There is a difference between “new” and “new to us.”
Type the word “unprecedented” into a search bar and narrow the results to the past twelve months. It might take another twelve to get to the bottom of the list.
Evidently, everything was unprecedented. The word has lost all meaning.
I was in my Brooklyn apartment last March when the world stopped. First came the alert that schools were shutting down. Then that restaurants were closing. Then that we had to stay home. Then the year unfurled the rest of its mayhem.
It all felt unprecedented. And to us, it was.
But not to history.
Many began noticing similarities to the Spanish flu a century ago. Pastors quoted Martin Luther’s response to the plague in the 16th century. Epidemiologists sought various lessons from prior experience.
How eerie is this description of New York City during a yellow fever epidemic in 1798?
“In September [1798], 45 victims perished per day…Robert Troup described the terrifying paralysis that gripped New York: ‘Our courts are shut up, our trade totally stagnant, and we have little or no appearance of business.’ Wealthier residents escaped to rural outskirts while the poor were exposed to a disease that multiplied around.”1
There is more.
During a similar yellow fever scare in 1793, the competing medical strategies of one Dr. Rush and Dr. Stevens coincided with the emergence of the two-party system in the United States. Though yellow fever knows nothing of political parties, one technique for treating the disease became known as the “Republican” approach, and the other the “Federalist” method. The matter was hotly politicized.2 (Last April, when it somehow became “Democratic” to wear a mask and “Republican” not to, I thought, “How could we tribalize over this? This is a new low.” It turns out it wasn’t.)

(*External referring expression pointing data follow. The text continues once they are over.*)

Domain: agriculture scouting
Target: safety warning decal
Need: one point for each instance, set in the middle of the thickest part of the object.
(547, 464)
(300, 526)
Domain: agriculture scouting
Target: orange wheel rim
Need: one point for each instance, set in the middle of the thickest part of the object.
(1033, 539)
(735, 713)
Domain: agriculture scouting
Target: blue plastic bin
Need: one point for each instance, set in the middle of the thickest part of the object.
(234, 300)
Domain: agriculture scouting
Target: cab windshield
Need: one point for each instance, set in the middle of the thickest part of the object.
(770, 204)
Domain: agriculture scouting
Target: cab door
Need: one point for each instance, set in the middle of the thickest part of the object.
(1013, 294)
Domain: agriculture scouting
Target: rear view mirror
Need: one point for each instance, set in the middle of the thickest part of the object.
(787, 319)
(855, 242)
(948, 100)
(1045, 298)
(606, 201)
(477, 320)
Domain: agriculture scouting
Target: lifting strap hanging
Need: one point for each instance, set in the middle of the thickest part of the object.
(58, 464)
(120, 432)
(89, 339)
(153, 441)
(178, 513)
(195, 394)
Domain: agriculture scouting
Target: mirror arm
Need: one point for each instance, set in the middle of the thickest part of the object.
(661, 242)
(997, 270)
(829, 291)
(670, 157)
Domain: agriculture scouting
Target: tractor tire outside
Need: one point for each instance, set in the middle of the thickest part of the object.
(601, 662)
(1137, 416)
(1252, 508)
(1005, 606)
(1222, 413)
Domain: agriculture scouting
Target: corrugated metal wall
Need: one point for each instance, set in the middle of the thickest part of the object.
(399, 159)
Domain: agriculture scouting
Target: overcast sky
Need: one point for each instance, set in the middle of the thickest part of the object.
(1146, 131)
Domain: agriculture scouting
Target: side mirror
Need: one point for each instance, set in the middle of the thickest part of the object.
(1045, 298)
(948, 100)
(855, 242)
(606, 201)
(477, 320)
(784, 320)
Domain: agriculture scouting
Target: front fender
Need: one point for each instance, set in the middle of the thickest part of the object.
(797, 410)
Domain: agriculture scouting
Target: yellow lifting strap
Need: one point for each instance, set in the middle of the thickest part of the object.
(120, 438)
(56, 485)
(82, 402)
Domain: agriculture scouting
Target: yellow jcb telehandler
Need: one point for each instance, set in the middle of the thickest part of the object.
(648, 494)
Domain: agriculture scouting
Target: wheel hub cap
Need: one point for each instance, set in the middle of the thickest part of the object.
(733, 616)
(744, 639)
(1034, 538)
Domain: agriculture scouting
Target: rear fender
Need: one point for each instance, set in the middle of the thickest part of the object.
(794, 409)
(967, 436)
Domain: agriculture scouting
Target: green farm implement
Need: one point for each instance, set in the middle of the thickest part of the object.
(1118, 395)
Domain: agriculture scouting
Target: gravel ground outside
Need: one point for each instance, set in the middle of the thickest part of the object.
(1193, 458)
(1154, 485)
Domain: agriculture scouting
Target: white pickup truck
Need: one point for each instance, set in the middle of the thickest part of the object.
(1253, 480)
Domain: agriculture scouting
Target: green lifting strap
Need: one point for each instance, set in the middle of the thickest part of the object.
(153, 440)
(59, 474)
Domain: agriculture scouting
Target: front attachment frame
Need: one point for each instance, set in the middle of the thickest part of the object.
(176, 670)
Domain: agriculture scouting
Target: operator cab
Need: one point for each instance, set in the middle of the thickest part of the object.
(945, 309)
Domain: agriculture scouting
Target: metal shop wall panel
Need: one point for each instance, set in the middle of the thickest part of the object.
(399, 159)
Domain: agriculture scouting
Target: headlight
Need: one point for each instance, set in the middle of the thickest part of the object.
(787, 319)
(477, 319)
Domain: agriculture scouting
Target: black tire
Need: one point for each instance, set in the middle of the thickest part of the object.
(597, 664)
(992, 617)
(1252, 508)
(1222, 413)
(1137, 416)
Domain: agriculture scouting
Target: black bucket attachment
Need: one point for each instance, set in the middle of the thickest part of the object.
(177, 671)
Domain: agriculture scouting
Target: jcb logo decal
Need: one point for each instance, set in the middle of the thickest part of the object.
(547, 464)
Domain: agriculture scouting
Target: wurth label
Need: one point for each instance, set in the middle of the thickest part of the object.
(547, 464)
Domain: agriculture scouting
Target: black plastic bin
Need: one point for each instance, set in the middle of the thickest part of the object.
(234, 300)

Racialized violence and rioting aren’t unprecedented, either. Much of the pain over the killings of Ahmaud Arbery and George Floyd resulted precisely because such events are precedented. Too precedented.
Political upheaval is also not new. Some say, “We’ve never seen America divide like this,” but that depends on who “we” is. “We” baby boomers, Gen X’ers, millennials, and Gen Z’ers have never seen America divide like this. But “we” America have seen worse. (The Civil War comes to mind.) And “we” humanity at large have seen immeasurably worse.
Christianity offers a more reality-matching viewpoint than the illusion of newness: that “there is nothing new under the sun” (Ecclesiastes 1:9-10). The core human experience doesn’t change, despite its endless re-packagings and fresh presentations. Our highest highs and lowest lows have been lived before. We are not pioneers in pain, pioneers in crisis, or pioneers in heroic or cowardly responses.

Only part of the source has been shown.